Nov 4, 2016Court asked to vacate WOTUS rule
The American Farm Bureau Federation, along with dozens of agricultural, business, and municipal entities, asked a federal court Nov. 1 to vacate EPA’s and the U.S. Army Corps of Engineers’ “Waters of the United States” (WOTUS) rule.
The brief filed in the U.S. Court of Appeals for the Sixth Circuit lays out in detail the substance of the groups’ allegations. It follows a year of litigation over which court had jurisdiction to hear challenges to the expansive rule.
In a brief that asks that the rule to be struck in its entirety, the petitions for review challenge the regulation defining “waters of the United States” within the meaning of the Clean Water Act (CWA).
“In both the process leading to the rule’s promulgation and the substance of the rule, the agencies disregarded the statutory and constitutional limits on their authority,” the brief states.
“First, the agencies violated fundamental tenets of administrative law.

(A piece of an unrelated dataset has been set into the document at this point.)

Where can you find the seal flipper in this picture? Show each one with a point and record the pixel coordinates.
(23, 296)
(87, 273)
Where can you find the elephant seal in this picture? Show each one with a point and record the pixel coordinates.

The agencies failed to reopen the comment period after making fundamental changes to the proposed rule, and they withheld the key scientific report on which the rule rested until after the comment period closed.
“The agencies also refused to undertake required economic and environmental analyses, including a mandatory analysis of small business impacts and consideration of less burdensome alternatives; engaged in an unprecedented propaganda campaign to promote the rule and rebuke its critics, displaying a closed mind even during the public comment period; and lobbied against legislative efforts to stop the rule, which the U.S. Government Accountability Office has concluded was illegal.
“Second, the rule expands the agencies’ jurisdiction well beyond what the CWA’s text and structure allows. The agencies disregarded statutory checks on their power and distorted relevant Supreme Court precedent. At bottom, the Rule reads the term navigable out of the CWA, asserting jurisdiction over remote and isolated features that bear no meaningful relationship to ‘navigable waters.’
“Finally, the rule is unconstitutional. The Due Process Clause protects the regulated public from laws that fail to put them on notice of what is prohibited or that give government agents unchecked discretion to enforce the law in arbitrary and discriminatory ways. The rule offends both prongs of the vagueness doctrine. It opens regulated entities to severe civil and criminal penalties that rest on nebulous standards like ‘more than speculative or insubstantial,’ ‘similarly situated,’ and ‘in the region,’ and on ambiguous definitions of terms like ‘ordinary high water mark.’
“These uncertain standards are impossible for the public to understand or the agencies to apply consistently. By regulating features across the landscape that have no meaningful relationship to navigable waters, the rule also exceeds the agencies’ power under the Commerce Clause and usurps state authority under the constitution’s and the CWA’s federalist structure.”